26La part de la population active engagée dans le secteur non agricole est généralement considérée comme un indicateur du développement économique. A cet égard on peut noter, avec R. Basant et B.L. Kumar, que « l’Inde est certainement le seul pays en développement où la proportion de la force de travail dépendante de l’agriculture est demeurée presque constante en dépit d’une augmentation du revenu par tête ». (Basant et Kumar 1989 : 22.) Cependant si le nombre de ruraux engagés dans le secteur primaire demeure élevé (81 % de la population active rurale en 1981) les recensements et les NSS montrent une évolution en baisse de ce taux.
27Selon les recensements de 1961 et 1981 cette baisse (pour les emplois masculins) est compensée par l’augmentation de la part du secteur tertiaire. Celle du secteur secondaire demeure à peu près stable. Pour les emplois féminins, la proportion de chaque secteur demeure globalement identique durant la même période. Les NSS précisent au contraire que cette augmentation est due à une croissance égale du secteur secondaire et du secteur tertiaire. Pour les emplois masculins, les activités liées au secteur tertiaire engendrent un taux de croissance supérieur (respectivement 3,2 et 2,2 %) à celui observé pour les emplois féminins (0,4 et 1,5 %). Notons également que si les données des recensements révèlent, en termes relatifs, une augmentation plus importante de la part du secteur tertiaire (l’augmentation de la part du secteur manufacturier étant plus forte selon les données des NSS que selon celles des recensements), chacune de ces sources d’informations présente un taux de croissance du secteur des services plus important que celui du secteur secondaire. L’importance croissante du secteur tertiaire est donc confirmée.
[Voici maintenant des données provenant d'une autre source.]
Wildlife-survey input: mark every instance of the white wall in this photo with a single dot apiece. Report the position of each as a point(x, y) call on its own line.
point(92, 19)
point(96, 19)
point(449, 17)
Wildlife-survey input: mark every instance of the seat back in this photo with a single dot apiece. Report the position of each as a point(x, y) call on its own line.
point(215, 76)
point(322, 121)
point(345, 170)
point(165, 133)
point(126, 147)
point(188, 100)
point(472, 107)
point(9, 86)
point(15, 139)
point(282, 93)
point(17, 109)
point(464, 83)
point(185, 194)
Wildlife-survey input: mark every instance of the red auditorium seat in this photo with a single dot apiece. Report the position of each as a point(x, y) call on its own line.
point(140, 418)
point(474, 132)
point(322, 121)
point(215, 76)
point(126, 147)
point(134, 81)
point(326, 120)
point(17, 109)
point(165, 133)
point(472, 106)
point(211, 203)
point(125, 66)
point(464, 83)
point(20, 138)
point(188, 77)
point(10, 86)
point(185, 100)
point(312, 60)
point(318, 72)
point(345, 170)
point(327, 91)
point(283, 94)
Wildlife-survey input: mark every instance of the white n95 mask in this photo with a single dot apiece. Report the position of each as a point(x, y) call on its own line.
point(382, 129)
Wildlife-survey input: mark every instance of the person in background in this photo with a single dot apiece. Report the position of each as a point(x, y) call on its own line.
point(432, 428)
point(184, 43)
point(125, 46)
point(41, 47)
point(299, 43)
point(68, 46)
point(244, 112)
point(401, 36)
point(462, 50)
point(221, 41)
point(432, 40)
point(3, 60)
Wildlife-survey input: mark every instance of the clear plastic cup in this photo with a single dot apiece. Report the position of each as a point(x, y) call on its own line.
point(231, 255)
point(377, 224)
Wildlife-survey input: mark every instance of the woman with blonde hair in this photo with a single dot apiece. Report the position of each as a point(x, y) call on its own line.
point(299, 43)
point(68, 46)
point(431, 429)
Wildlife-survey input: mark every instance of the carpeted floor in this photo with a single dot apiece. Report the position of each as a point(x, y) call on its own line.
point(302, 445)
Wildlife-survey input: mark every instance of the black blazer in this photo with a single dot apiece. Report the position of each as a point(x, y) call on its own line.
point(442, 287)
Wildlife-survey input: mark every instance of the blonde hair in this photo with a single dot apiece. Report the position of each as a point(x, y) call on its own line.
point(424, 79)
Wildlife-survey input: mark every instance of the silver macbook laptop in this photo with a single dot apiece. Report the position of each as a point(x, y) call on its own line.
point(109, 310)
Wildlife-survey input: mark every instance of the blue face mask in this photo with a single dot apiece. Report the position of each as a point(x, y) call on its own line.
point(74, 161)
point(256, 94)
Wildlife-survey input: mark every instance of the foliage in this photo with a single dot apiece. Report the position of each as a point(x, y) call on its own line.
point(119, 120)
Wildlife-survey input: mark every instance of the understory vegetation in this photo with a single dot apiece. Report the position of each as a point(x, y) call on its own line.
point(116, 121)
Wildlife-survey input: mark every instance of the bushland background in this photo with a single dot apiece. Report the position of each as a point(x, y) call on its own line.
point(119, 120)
28La distribution en pourcentage des ouvriers masculins selon les groupes industriels montre que le secteur manufacturier prédomine avec 33 % des emplois ruraux non agricoles (au Karnataka 38 %), suivi par les services avec 26 % (21 % au Karnataka), par les activités commerciales, restaurants et hôtels inclus, avec 21 % (de même au Karnataka) et par la construction avec 9 % (au Karnataka 10 %). La prédominance du secteur manufacturier s’affirme au niveau de l’emploi féminin avec 50 % des emplois (au Karnataka 61 %), les services 25 % (9 % au Karnataka, chiffre très faible), le commerce 17 % (21 % au Karnataka).
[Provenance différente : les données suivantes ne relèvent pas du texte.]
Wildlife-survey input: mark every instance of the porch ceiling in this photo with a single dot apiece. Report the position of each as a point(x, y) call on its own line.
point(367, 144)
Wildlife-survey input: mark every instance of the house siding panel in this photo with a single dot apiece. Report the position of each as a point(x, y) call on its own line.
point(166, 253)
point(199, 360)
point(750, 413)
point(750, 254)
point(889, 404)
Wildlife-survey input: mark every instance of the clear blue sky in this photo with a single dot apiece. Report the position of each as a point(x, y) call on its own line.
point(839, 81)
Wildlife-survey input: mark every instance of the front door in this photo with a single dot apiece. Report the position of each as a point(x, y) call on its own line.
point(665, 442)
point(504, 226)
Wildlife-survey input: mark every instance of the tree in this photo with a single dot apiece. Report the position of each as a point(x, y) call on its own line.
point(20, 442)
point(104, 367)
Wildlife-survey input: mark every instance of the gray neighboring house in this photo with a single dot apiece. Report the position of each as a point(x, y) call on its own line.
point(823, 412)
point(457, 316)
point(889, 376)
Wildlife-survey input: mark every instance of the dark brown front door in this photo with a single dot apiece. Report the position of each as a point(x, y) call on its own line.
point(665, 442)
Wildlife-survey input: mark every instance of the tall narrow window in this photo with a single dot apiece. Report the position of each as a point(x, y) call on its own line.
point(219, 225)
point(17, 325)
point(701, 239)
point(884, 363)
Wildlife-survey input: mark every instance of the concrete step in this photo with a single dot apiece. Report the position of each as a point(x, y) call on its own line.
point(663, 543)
29Au sein du secteur secondaire, la part des emplois du secteur rural à domicile (Household manufacturing) a décliné. Ce secteur constitue traditionnellement une importante source d’emploi. Les différents documents statistiques révèlent pourtant, en ce domaine, une baisse de ce secteur en termes absolus comme en termes relatifs, baisse plus marquée pour les femmes que pour les hommes. En 1961, 70 % des hommes et 89 % des femmes du secteur rural manufacturier étaient engagés dans les industries à domicile (en 1981 : 43 et 65 %) ce qui représentait 27 et 56 % du total des emplois ruraux non agricoles (en 1981 :16 et 38 %) ou 4,5 et 6 % des emplois ruraux (en 1981 :3 et 4 %). La baisse des emplois dans ce secteur est donc forte, et même si la comparaison des données des recensements pour l’emploi féminin fournies pour 1961 pose problème, il est incontestable que le secteur des industries à domicile a enregistré une baisse importante d’activité.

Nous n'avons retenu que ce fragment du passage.